L'AFPS s'est exprimée le 3 janvier, à travers un communiqué du Bureau national, sur Dieudonné, « l'imposteur raciste ».
Nous l'avons fait sans état d'âme car nous refusons de voir le mouvement de solidarité avec la Palestine associé de quelque façon que ce soit au petit commerce antisémite du personnage. Et parce que nous devons sans cesse dénoncer, comme ne nous le rappellent que trop les procès contre les militants du boycott citoyen, l'amalgame pervers entre « appel à la haine et à la discrimination » et action contre la politique de l'Etat d'Israël. Amalgame dans lequel Michelle Alliot-Marie avait pris, en toute connaissance de cause, une responsabilitéécœurante et délibérée en publiant sa directive de février 2010. Circulaire qui n'a toujours pas été abrogée malgré l'engagement de hautes personnalités, tels les regrettés Stéphane Hessel et Albert Jacquard.

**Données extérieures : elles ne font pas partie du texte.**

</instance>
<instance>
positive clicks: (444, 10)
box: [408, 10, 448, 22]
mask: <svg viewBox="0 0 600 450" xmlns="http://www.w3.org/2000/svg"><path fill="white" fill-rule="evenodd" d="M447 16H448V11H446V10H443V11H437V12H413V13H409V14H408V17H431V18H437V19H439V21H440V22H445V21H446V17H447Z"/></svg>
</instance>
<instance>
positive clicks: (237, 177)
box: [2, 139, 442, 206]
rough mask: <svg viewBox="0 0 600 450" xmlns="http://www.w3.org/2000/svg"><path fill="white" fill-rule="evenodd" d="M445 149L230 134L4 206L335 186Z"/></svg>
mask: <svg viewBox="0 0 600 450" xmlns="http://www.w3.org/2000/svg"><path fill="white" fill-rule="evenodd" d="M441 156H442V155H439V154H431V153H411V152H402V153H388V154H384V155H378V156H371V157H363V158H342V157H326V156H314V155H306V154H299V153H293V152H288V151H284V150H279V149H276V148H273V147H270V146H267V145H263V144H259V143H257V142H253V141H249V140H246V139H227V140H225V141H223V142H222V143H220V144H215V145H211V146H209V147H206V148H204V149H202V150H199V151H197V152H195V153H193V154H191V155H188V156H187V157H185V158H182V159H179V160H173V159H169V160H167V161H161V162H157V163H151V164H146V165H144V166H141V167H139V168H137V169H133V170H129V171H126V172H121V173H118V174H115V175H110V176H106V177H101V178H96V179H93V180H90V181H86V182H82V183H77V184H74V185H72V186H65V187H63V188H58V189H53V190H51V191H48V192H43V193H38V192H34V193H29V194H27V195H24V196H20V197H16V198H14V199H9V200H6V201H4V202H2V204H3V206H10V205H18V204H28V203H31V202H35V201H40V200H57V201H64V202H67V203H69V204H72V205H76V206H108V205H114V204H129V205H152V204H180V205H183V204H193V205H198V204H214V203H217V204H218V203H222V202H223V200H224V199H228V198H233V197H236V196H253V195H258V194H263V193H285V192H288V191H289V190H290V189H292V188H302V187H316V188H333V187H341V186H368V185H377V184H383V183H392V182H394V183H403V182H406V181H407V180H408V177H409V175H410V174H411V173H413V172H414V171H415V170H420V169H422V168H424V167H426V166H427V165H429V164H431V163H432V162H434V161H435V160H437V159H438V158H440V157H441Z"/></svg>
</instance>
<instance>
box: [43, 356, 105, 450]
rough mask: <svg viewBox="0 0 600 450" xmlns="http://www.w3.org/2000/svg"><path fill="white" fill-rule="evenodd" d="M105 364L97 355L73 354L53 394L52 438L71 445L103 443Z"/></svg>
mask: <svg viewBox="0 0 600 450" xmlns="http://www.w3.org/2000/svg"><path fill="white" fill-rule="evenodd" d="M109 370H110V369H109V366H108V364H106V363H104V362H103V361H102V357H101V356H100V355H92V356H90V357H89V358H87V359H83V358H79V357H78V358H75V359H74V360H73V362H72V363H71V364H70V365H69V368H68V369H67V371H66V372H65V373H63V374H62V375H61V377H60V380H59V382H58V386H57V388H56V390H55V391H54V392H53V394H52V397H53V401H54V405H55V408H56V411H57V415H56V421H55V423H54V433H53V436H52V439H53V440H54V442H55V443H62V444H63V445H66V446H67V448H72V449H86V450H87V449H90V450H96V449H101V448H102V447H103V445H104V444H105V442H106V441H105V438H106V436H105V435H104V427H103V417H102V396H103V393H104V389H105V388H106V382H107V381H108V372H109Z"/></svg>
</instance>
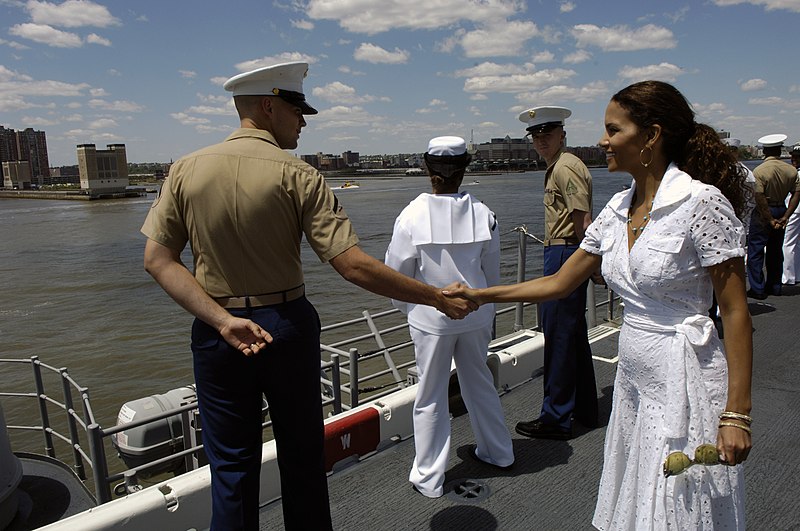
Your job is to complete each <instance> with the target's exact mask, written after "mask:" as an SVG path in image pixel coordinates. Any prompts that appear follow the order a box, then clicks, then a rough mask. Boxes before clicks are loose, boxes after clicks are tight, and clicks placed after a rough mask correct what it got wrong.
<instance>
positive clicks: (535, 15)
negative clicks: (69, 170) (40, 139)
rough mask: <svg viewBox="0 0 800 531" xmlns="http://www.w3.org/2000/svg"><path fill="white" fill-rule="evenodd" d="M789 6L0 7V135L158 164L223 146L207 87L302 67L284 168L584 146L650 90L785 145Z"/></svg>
mask: <svg viewBox="0 0 800 531" xmlns="http://www.w3.org/2000/svg"><path fill="white" fill-rule="evenodd" d="M798 35H800V0H691V1H688V0H687V1H683V2H681V1H673V0H666V1H665V0H630V1H628V0H607V1H605V2H597V1H596V0H554V1H550V0H529V1H527V2H526V1H520V0H275V1H270V0H226V1H224V2H222V1H214V0H203V1H190V0H137V1H130V0H126V1H121V0H115V1H105V2H96V1H91V0H66V1H63V2H61V1H54V2H48V1H39V0H29V1H19V0H0V125H2V126H4V127H6V128H12V129H25V128H27V127H32V128H34V129H36V130H40V131H45V132H46V134H47V144H48V153H49V157H50V165H51V166H61V165H72V164H76V163H77V156H76V150H75V146H76V145H78V144H96V145H97V146H98V148H100V149H103V148H105V146H106V145H107V144H118V143H122V144H125V145H126V148H127V156H128V161H129V162H169V161H171V160H175V159H177V158H179V157H180V156H182V155H184V154H186V153H189V152H191V151H194V150H196V149H199V148H201V147H203V146H205V145H208V144H213V143H216V142H218V141H221V140H222V139H224V138H225V137H226V136H227V135H228V134H229V133H230V132H231V131H232V130H233V129H235V128H236V127H238V119H237V116H236V113H235V110H234V107H233V102H232V98H231V97H230V93H228V92H226V91H224V90H223V89H222V85H223V83H224V81H225V80H226V79H227V78H229V77H231V76H234V75H236V74H239V73H241V72H245V71H248V70H251V69H254V68H258V67H261V66H267V65H270V64H276V63H281V62H287V61H306V62H308V63H309V65H310V66H309V73H308V77H307V78H306V79H305V81H304V85H303V89H304V92H305V94H306V98H307V100H308V101H309V103H310V104H311V105H312V106H314V107H316V108H317V109H318V110H319V111H320V112H319V114H317V115H314V116H308V117H307V122H308V125H307V126H306V127H305V128H304V129H303V132H302V134H301V137H300V142H299V146H298V148H297V149H296V150H294V152H295V153H296V154H297V155H302V154H311V153H317V152H323V153H332V154H340V153H342V152H344V151H355V152H359V153H360V154H362V155H376V154H395V153H420V152H423V151H425V149H426V147H427V142H428V140H429V139H430V138H431V137H434V136H440V135H456V136H461V137H463V138H465V139H466V140H467V141H468V142H469V141H470V140H474V142H475V143H481V142H488V141H489V140H490V139H492V138H502V137H505V136H506V135H508V136H511V137H512V138H520V137H522V136H523V135H524V134H525V131H524V124H523V123H522V122H520V121H519V120H518V118H517V117H518V115H519V113H520V112H522V111H524V110H526V109H529V108H531V107H535V106H540V105H560V106H564V107H568V108H570V109H571V110H572V112H573V114H572V116H571V117H570V118H569V119H568V120H567V122H566V130H567V142H568V144H569V145H571V146H587V145H594V144H596V143H597V141H598V140H599V139H600V137H601V135H602V130H603V114H604V112H605V107H606V105H607V104H608V101H609V98H610V97H611V96H612V95H613V94H614V93H615V92H617V91H618V90H620V89H622V88H624V87H625V86H627V85H629V84H631V83H634V82H636V81H641V80H644V79H658V80H662V81H667V82H669V83H672V84H674V85H675V86H676V87H678V89H679V90H681V92H683V94H684V95H685V96H686V97H687V99H688V100H689V101H690V102H691V103H692V105H693V107H694V109H695V112H696V113H697V121H699V122H703V123H707V124H709V125H711V126H713V127H715V128H716V129H720V130H725V131H729V132H730V133H731V136H732V137H734V138H739V139H740V140H741V141H742V143H743V144H749V145H755V144H756V143H757V139H758V138H760V137H761V136H764V135H766V134H772V133H783V134H786V135H788V137H789V138H788V140H787V143H789V144H793V143H795V142H800V74H798V68H797V65H798V64H800V51H798Z"/></svg>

Il est capital qu'aujourd'hui soit levée cette assimilation détestable et que nous soit (enfin !) donné acte du caractère caduc de la dite circulaire. Nous nous y employons, avec les organisations du Collectif national, et, directement, en mobilisant ONG, institutions et parlementaires. Nous ne lâcherons rien et continuerons donc d'affirmer la légitimité du boycott comme outil politique, au côté de l'ensemble de ceux que nous mettons en œuvre.

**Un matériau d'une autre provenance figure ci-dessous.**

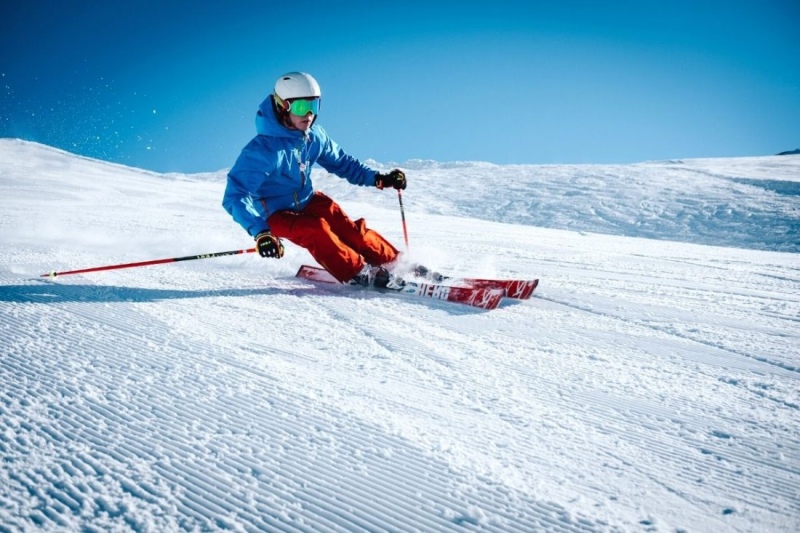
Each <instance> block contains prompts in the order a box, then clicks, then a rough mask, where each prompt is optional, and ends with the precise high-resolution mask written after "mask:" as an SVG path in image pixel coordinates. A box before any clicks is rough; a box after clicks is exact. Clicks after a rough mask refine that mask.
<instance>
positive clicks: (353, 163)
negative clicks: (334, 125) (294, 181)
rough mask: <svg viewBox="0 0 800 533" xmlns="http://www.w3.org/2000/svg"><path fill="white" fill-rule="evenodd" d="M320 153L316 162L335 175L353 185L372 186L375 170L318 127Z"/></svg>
mask: <svg viewBox="0 0 800 533" xmlns="http://www.w3.org/2000/svg"><path fill="white" fill-rule="evenodd" d="M318 134H319V135H320V142H321V143H322V153H321V154H320V156H319V159H317V163H319V165H320V166H321V167H322V168H324V169H325V170H327V171H328V172H330V173H331V174H336V175H337V176H339V177H341V178H344V179H346V180H347V181H349V182H350V183H352V184H354V185H362V186H368V187H371V186H374V185H375V175H376V174H377V172H376V171H375V170H373V169H371V168H369V167H368V166H366V165H364V164H363V163H361V161H359V160H358V159H356V158H355V157H353V156H351V155H349V154H347V153H345V152H344V150H342V149H341V148H340V147H339V145H338V144H336V143H335V142H334V141H333V140H332V139H331V138H330V137H328V134H327V133H326V132H325V130H323V129H322V128H319V130H318Z"/></svg>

Mais au-delà de ce combat, nous avons des raisons d'être inquiets de l'utilisation, pour ne pas dire de l'instrumentalisation, du phénomène Dieudonné dans certaines sphères gouvernementales.
Quand on voit Manuel Valls adresser aux Préfets une circulaire appelant à des interdictions préventives des « spectacles » Dieudonné, on doit se demander quel est le but recherché. Ce n'est certainement pas à coups de mesures administratives qu'on peut combattre le racisme, et ce n'est pas en entretenant l'amalgame entre racistes et militants du droit qu'on viendra à bout de ce fléau. Il y a là une inquiétante fuite en avant du ministre de l'intérieur lourde de menaces pour les libertés publiques.

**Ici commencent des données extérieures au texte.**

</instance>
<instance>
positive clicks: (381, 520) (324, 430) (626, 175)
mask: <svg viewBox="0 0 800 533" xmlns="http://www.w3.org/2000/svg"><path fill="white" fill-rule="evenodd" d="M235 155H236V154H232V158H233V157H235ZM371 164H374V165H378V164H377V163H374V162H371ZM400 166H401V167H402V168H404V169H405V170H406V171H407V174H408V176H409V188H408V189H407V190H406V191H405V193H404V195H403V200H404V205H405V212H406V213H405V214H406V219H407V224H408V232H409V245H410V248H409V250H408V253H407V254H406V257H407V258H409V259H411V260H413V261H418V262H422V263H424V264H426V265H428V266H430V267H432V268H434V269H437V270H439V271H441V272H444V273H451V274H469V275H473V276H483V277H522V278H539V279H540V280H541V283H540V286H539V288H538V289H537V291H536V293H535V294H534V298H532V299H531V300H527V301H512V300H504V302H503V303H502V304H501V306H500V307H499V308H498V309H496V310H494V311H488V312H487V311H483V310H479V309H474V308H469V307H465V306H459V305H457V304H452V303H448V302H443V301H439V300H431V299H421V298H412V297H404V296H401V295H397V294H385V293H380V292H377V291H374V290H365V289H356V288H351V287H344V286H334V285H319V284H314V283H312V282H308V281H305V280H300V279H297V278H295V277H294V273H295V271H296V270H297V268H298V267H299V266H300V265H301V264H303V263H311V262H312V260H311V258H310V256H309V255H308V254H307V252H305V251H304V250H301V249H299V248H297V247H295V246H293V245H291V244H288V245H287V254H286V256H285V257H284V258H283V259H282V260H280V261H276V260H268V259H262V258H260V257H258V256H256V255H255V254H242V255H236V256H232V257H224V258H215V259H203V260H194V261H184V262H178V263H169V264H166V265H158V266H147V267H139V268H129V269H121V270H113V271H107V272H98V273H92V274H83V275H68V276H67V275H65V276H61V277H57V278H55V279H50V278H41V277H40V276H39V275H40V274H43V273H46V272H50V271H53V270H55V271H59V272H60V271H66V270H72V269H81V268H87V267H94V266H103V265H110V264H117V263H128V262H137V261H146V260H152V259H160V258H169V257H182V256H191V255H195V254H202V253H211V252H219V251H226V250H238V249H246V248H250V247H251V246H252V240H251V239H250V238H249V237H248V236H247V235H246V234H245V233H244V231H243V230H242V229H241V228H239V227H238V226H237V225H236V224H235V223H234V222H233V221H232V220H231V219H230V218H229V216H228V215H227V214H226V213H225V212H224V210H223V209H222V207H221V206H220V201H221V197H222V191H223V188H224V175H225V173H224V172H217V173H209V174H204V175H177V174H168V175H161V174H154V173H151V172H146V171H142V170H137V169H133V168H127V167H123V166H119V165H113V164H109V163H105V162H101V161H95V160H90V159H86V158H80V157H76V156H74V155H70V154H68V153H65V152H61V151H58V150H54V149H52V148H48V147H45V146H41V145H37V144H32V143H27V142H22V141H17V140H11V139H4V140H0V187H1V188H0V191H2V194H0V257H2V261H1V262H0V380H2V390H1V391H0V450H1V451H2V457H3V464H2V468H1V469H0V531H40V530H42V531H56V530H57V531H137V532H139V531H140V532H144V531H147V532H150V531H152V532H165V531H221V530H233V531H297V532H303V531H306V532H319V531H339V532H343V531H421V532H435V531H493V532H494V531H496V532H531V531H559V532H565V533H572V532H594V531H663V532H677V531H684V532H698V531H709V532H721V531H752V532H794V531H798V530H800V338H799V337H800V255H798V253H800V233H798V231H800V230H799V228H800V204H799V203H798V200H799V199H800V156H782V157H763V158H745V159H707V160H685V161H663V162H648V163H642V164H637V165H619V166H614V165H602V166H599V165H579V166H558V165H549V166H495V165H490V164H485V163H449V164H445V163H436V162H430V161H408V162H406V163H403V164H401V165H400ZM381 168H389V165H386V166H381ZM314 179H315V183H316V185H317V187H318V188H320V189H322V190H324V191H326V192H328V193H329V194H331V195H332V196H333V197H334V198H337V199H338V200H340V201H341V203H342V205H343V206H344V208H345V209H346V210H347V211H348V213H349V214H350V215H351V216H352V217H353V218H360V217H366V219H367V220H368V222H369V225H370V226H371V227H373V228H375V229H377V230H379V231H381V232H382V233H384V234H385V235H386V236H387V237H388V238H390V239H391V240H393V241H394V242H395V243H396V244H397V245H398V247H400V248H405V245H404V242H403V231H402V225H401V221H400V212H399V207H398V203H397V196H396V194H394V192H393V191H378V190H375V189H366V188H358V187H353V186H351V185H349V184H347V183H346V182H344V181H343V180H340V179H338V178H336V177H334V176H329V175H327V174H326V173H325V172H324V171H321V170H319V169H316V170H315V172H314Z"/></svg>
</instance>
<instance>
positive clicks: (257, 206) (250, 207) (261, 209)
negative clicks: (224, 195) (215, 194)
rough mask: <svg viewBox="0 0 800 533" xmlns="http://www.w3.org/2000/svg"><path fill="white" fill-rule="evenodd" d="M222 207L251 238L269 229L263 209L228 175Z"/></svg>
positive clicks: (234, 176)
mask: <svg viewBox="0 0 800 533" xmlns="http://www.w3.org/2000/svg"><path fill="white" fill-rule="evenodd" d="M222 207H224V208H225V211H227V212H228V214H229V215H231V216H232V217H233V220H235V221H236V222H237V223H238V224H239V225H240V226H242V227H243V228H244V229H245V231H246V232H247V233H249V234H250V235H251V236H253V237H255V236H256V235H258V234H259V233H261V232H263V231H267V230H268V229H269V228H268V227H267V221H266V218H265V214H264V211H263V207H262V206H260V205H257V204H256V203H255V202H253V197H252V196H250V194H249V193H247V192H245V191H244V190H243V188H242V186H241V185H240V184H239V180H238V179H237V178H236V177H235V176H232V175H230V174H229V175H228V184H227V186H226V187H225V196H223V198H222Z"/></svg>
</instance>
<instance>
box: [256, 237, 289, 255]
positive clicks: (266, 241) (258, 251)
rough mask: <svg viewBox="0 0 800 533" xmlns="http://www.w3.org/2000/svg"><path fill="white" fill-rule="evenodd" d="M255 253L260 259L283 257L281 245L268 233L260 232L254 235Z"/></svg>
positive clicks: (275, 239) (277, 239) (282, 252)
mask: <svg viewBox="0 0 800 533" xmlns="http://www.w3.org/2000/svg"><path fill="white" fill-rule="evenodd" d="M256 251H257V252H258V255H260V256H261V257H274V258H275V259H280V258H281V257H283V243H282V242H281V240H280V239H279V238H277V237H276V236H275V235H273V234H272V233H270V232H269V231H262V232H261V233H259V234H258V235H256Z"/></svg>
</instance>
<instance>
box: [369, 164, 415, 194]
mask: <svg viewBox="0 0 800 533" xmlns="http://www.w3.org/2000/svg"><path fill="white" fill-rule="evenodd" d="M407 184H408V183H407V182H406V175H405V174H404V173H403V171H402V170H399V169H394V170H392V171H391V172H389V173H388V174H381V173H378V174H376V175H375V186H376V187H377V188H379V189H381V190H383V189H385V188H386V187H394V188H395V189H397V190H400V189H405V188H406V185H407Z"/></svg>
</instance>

L'AFPS a le souci constant de ne pas chercher à interférer dans la politique intérieure française, quel que soit le gouvernement en place, et de rester centrée sur son objet : la solidarité avec le peuple palestinien. Mais qui pourrait être dupe des manœuvres engagées par l'actuel ministre de l'intérieur qui a choisi la politique spectacle pour sa stratégie personnelle ? C'est sans hésitation qu'il joue les matamores et prend le risque, comme le dit le remarquable communiqué de la LDH, « de fédérer autour de Dieudonné une sympathie réactionnelle de ceux qui se considèrent, pour des raisons qui peuvent par ailleurs parfaitement se comprendre, opprimés, socialement ou politiquement ». Comme si peu importait de renforcer cet antisémitisme qu'on dit combattre. Comme si on pouvait sans dommages s'autoriser des arrangements avec les libertés publiques qui portent en germe tous les abus possibles.
Pour notre part, encore une fois, nous nous en tenons fermement au seul objet de notre association : la solidarité avec le peuple palestinien pour la réalisation de ses droits nationaux. Incontestablement, l'une de nos tâches premières est d'obtenir justice face aux attaques que mènent contre nous les zélateurs empressés de la politique israélienne et d'envoyer au plus vite à la poubelle la circulaire Alliot-Marie. Ce sera un pas en avant sérieux non seulement pour la liberté d'expression, mais aussi pour faire reculer des amalgames indignes d'une démocratie.